My primary research interests are in the areas of memory and language – specifically, how semantic and episodic memory interact to influence information processing. Over a lifetime of experience, the human cognitive system acquires a vast amount of information, which is stored in semantic memory. This semantic knowledge includes our understanding of the world, thousands of facts, and our mental lexicon (or dictionary).
My current research focuses on three inter-related questions. First, it is important to understand how the information in semantic stores is organized (Balota & Coane, 2008) and what factors influence how and when we can access specific items (e.g., Coane & Balota, 2009, 2010, 2011; Coane et al., 2015). Second, I examine how pre-existing knowledge influences new learning, often resulting in distortions or errors (e.g., Coane & McBride, 2006; Coane et al., 2007; Huff et al., 2012; Coane et al. 2014). A third line of research involves examining what study strategies and techniques result in the most effective long-term retention (Coane, 2013).

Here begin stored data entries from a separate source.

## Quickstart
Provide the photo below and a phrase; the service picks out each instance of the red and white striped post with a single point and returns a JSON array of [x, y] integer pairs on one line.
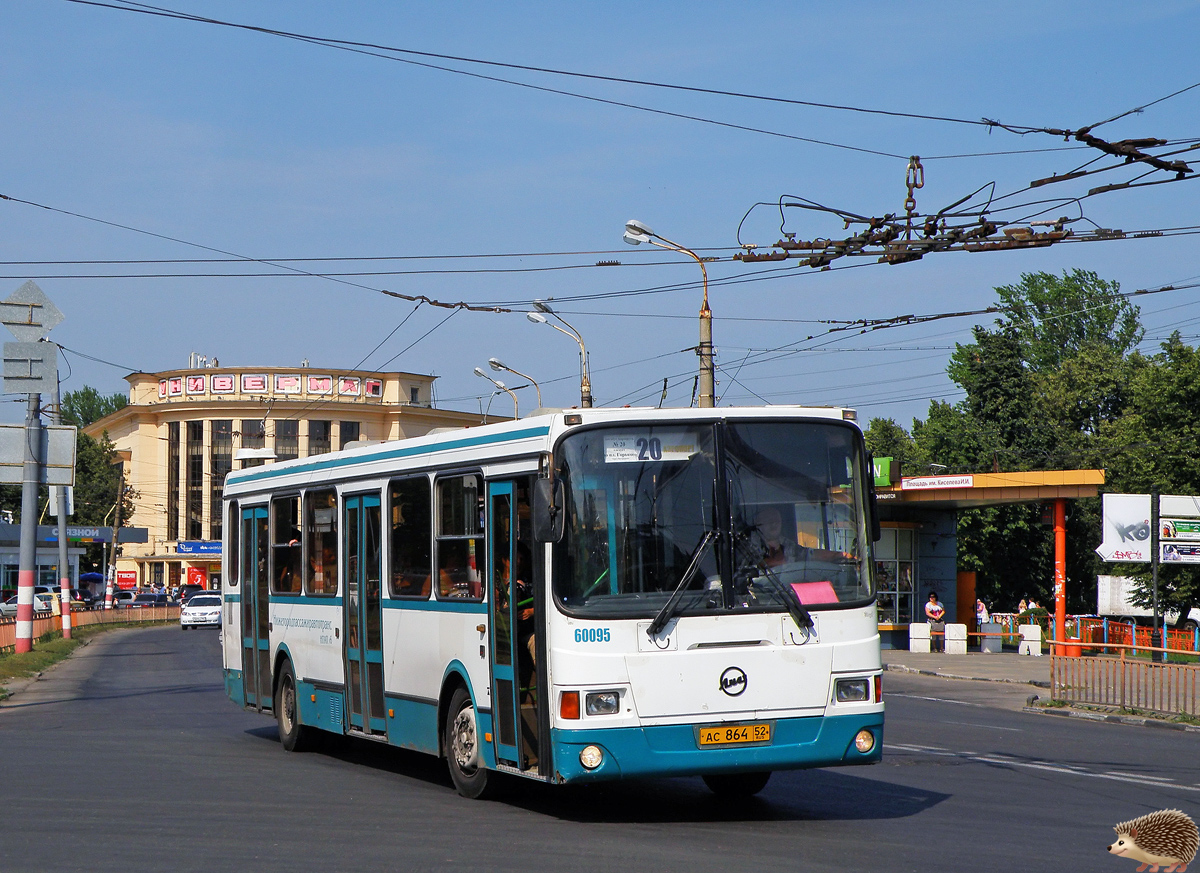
[[64, 567]]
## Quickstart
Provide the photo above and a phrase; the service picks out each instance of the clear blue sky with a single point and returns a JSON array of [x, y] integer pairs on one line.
[[270, 148]]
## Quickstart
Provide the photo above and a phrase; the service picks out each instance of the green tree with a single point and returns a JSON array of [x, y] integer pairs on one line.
[[1056, 317], [85, 405]]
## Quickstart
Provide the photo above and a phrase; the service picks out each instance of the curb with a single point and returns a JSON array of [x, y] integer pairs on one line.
[[1139, 721], [17, 686], [903, 668]]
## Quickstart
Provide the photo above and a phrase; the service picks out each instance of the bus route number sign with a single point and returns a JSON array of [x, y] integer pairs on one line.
[[649, 446], [735, 734]]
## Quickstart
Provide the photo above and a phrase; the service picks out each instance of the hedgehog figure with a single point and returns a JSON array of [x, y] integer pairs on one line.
[[1167, 838]]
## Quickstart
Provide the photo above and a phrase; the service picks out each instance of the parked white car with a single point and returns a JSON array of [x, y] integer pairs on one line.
[[202, 610], [42, 603]]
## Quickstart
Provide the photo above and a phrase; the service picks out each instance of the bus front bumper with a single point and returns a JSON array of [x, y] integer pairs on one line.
[[673, 750]]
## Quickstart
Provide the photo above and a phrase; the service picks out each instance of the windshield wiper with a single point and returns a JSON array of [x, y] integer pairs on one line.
[[667, 610], [791, 600]]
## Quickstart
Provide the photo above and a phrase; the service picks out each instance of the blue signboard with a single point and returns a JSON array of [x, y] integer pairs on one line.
[[198, 547]]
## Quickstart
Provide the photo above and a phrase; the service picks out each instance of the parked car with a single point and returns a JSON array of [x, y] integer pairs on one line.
[[42, 603], [87, 597], [203, 609], [189, 590]]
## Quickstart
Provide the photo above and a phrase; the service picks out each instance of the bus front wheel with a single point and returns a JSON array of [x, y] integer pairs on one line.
[[737, 786], [294, 736], [461, 742]]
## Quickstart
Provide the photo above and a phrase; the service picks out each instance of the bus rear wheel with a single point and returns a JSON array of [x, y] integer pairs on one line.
[[294, 736], [737, 786], [461, 744]]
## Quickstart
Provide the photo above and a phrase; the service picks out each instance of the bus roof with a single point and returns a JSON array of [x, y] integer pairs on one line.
[[486, 443]]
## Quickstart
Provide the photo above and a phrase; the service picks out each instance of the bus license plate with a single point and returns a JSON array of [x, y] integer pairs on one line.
[[735, 734]]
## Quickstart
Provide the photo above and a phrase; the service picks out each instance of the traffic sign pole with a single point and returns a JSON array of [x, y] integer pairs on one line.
[[64, 567]]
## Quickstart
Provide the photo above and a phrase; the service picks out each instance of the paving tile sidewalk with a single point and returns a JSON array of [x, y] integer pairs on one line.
[[1020, 669], [1005, 667]]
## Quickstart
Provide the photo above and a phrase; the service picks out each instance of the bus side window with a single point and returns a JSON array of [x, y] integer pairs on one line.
[[286, 571], [232, 533], [460, 537], [412, 536], [321, 541]]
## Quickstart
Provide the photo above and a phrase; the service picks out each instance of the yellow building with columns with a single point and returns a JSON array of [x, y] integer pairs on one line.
[[184, 429]]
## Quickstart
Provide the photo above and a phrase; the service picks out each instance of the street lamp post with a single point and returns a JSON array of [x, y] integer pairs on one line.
[[495, 363], [585, 377], [516, 411], [636, 234]]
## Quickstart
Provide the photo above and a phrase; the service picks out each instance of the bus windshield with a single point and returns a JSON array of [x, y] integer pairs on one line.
[[761, 512]]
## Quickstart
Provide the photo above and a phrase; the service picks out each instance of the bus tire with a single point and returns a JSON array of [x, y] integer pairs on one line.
[[294, 736], [462, 748], [737, 786]]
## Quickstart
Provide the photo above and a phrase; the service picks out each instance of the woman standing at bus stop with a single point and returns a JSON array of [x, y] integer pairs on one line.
[[935, 613]]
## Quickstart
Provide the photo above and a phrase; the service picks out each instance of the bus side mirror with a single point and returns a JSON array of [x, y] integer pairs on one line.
[[549, 512]]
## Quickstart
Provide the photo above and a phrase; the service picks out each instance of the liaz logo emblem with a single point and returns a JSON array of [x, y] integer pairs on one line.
[[733, 681]]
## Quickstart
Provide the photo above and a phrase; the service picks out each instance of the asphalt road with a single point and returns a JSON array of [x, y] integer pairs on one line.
[[150, 768]]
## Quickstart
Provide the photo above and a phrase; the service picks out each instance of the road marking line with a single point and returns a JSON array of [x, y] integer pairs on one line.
[[1067, 769], [939, 699]]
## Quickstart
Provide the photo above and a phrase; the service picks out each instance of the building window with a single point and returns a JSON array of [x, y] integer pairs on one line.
[[173, 480], [195, 480], [252, 437], [220, 464], [287, 439], [460, 536], [894, 572], [319, 437]]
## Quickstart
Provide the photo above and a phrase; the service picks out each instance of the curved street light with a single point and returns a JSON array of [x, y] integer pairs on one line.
[[481, 374], [541, 306], [498, 366], [635, 235]]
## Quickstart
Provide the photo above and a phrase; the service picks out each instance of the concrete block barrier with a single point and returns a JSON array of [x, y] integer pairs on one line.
[[1031, 640], [918, 637], [955, 639]]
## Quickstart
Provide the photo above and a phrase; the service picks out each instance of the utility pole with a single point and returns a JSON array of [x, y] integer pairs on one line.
[[27, 571], [64, 567], [111, 570]]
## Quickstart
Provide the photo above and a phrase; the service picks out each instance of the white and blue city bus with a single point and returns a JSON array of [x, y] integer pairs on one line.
[[582, 595]]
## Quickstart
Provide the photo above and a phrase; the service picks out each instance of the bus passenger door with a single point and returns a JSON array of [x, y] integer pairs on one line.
[[256, 642], [364, 622], [510, 607]]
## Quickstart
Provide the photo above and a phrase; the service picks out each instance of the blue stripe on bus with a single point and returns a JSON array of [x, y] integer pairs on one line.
[[311, 600], [671, 750], [437, 606], [274, 470]]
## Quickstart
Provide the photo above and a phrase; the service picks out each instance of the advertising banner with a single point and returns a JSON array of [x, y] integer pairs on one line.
[[1126, 528]]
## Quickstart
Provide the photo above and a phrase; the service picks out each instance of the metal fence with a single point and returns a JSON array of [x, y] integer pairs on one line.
[[46, 624], [1126, 682]]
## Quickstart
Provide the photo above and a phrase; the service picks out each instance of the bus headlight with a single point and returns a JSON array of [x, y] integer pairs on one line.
[[603, 703], [852, 690], [864, 741]]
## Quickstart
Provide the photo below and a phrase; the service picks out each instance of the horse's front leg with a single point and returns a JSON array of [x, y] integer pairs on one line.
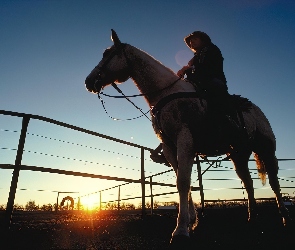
[[185, 156]]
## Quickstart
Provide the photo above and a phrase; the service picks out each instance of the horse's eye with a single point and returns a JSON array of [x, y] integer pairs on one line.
[[106, 52]]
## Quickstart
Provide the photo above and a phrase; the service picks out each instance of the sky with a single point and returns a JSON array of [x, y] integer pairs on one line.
[[49, 47]]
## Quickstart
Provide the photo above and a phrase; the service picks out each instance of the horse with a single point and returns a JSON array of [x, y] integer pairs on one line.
[[180, 120]]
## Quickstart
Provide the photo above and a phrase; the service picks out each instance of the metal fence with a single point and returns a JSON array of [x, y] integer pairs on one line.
[[151, 180]]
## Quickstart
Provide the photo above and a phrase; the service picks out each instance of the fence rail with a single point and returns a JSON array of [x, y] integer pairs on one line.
[[143, 180]]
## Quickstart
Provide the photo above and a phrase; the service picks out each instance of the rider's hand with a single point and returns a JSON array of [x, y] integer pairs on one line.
[[182, 71]]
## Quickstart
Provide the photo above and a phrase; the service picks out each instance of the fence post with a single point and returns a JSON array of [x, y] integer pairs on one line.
[[200, 182], [99, 200], [119, 197], [152, 198], [56, 207], [143, 212], [15, 174]]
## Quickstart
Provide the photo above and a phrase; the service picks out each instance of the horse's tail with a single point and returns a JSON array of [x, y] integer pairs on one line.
[[261, 168]]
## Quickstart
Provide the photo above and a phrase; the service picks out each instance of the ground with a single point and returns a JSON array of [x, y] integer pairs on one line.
[[225, 228]]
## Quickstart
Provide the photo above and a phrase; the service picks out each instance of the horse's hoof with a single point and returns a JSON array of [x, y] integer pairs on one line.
[[180, 242]]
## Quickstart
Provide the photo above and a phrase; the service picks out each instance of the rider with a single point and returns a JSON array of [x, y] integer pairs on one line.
[[205, 71]]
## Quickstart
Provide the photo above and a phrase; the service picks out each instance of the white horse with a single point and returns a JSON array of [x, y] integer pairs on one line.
[[180, 120]]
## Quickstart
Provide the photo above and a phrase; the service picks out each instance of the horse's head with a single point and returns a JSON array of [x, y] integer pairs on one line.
[[112, 68]]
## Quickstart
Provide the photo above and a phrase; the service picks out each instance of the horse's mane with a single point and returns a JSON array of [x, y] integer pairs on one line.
[[144, 55]]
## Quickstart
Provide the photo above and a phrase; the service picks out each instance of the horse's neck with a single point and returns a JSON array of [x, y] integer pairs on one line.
[[149, 75]]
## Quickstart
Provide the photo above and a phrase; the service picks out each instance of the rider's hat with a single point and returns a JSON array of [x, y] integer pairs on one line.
[[200, 34]]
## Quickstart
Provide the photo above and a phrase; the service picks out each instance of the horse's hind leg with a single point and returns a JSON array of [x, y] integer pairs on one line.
[[240, 160], [192, 213], [271, 165]]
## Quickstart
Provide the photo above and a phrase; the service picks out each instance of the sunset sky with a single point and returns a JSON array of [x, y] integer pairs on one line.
[[49, 47]]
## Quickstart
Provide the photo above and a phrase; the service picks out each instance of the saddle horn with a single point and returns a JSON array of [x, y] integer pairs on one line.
[[115, 38]]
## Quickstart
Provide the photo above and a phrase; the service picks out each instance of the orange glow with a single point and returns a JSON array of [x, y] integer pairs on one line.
[[90, 202]]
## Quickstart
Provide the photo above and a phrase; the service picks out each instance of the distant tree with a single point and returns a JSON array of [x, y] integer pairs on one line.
[[31, 206], [17, 207], [111, 206], [156, 204], [148, 205], [130, 206], [47, 207]]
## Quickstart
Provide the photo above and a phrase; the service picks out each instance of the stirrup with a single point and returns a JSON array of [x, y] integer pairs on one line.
[[159, 158]]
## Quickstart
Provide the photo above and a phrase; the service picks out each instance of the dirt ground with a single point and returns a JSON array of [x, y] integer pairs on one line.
[[219, 229]]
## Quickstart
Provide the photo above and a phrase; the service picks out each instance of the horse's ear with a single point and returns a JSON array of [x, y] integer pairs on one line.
[[115, 38]]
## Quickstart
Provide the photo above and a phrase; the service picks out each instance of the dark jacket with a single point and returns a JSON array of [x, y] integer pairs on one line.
[[208, 64]]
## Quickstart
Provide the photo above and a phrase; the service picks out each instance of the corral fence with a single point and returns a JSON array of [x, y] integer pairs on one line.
[[143, 181]]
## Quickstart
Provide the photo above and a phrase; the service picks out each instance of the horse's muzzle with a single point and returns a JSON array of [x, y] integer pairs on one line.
[[92, 86]]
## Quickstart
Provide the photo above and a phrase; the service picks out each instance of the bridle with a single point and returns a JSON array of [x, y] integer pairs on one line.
[[100, 68], [98, 77]]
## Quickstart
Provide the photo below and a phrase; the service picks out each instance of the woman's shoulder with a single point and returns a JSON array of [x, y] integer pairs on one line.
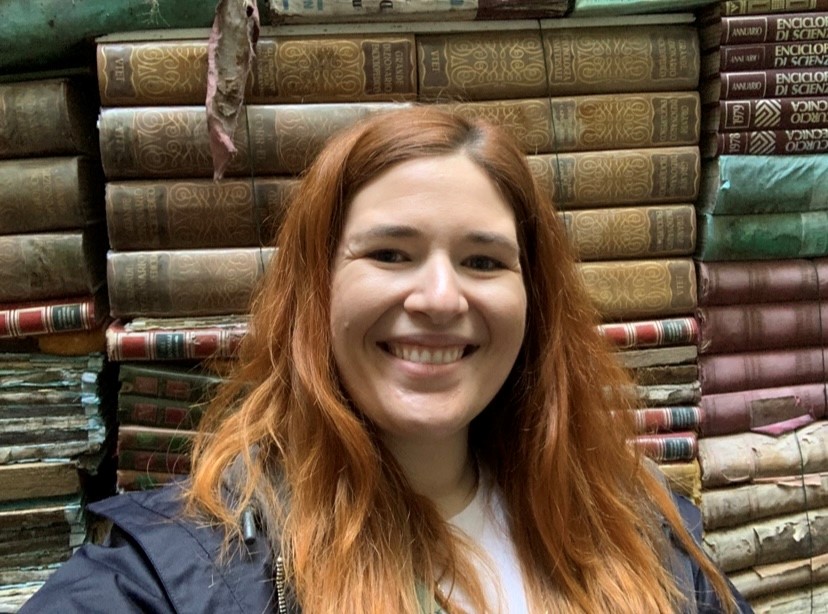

In my research, I test younger and healthy older adults, to understand how these cognitive processes change across the lifespan. As we age, certain aspects of memory, primarily those dependent on controlled processing, tend to decline, whereas general knowledge, language skills, and automatic processes are preserved. Thus, a developmental approach allows me to examine changes in memory as a function of age while also providing a means of testing theoretical accounts of different cognitive phenomena.